First is another great post from Caroline Wickham-Jones on her Mesolithic archaeology blog. Caroline (pictured) eloquently expounds some of the problems with typology-based dating.
“It is important to remember that type fossils are a tool that speaks to us, rather than one that we should force to fit in. We need to look at our finds and think carefully about what they might mean.”
Second up is an article I wrote for the Hands on Middlesbrough heritage campaigning group challenging the alleged suggestion, made in 2012, “that Middlesbrough has no archaeology”. Middlesbrough and its neighbouring boroughs, and Teesside overall, have an amazing portfolio of over 10,000 years of archaeology and built heritage!
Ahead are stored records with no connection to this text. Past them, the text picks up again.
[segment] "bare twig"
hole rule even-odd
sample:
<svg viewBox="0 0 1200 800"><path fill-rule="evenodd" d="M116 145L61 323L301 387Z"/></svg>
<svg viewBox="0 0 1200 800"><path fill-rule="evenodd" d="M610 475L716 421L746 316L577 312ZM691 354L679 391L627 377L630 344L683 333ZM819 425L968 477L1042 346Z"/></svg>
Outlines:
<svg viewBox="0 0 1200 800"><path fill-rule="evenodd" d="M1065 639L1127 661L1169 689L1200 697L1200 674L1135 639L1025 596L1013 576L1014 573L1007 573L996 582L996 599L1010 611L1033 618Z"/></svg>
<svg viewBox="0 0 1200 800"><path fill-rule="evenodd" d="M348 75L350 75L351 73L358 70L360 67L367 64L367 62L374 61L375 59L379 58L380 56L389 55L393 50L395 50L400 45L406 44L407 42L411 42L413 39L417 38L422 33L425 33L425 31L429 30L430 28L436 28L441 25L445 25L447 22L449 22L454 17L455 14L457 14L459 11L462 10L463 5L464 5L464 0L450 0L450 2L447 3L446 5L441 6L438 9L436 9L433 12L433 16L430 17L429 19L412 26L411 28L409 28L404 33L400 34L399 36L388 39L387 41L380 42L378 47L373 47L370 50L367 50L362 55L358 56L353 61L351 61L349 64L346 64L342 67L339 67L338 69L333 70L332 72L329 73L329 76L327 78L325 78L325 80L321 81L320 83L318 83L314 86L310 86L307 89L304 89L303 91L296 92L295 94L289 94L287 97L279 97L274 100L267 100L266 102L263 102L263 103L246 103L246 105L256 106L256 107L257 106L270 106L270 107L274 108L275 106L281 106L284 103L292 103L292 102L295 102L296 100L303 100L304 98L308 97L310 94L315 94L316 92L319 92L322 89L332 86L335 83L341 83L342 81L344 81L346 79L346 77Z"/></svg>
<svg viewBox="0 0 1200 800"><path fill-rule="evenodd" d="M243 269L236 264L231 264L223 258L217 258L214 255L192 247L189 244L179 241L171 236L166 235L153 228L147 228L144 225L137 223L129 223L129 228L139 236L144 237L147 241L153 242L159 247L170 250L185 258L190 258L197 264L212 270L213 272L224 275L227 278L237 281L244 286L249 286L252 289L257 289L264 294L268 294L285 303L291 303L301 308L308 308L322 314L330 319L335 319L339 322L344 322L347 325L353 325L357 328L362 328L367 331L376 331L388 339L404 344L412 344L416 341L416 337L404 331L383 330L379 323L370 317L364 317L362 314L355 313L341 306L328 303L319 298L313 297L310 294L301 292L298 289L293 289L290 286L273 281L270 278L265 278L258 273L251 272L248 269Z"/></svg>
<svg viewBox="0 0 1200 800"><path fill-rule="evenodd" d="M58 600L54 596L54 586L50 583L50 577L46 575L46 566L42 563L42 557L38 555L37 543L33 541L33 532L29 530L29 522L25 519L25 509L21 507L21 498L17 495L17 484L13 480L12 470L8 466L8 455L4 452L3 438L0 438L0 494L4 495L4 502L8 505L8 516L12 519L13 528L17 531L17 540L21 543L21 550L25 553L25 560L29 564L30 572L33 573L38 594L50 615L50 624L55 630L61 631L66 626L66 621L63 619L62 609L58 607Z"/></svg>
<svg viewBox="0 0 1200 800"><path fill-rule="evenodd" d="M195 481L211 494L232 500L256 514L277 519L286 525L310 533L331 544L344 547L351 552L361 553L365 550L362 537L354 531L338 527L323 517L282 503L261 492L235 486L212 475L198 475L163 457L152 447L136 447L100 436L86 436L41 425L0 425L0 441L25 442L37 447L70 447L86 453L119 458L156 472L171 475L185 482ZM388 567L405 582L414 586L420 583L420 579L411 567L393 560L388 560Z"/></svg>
I offer some tips — against the value of heritage, the historic and archaeological environments — for easy steps to take in championing our shared past. A recommended reading list, much available online, and links to related resources are included at the end of the article.
♦ Spence
◊ Dear Microburins,
My sister website at TimeVista Archaeology has been updated with the latest information about what I’ve been up to. It’s a very busy time with the new commercial aggregates project at Black Cat Quarry, entering its third week now, and with enough archaeology to welcome two diggers (of the trowel kind) for two weeks to record the current features. There are ditches, possible pits and, other than a sprinkling of tree-throws and animal burrows, a dark deposit on the gravel terrace edge which contains decorated Anglo-Saxon pottery sherds and animal bone. We’ve one worked flint blade fragment too — not easy to spot since the gravel is full of it, knapped by the digger’s bucket!
Post holes from the recent racing track circuit – still visible on Google Earth – are also evident, many containing 21st-century plastic bottles (still full), cola and beer cans, and modern debris. Top- and sub-soil stripping is continuing apace, constantly monitored, in what will be a 34 ha quarry extension over the next two years. We hope to sign-off the first area for gravel extraction before the Christmas break, if the county archaeologist agrees. The alarm is set for 5am and another week.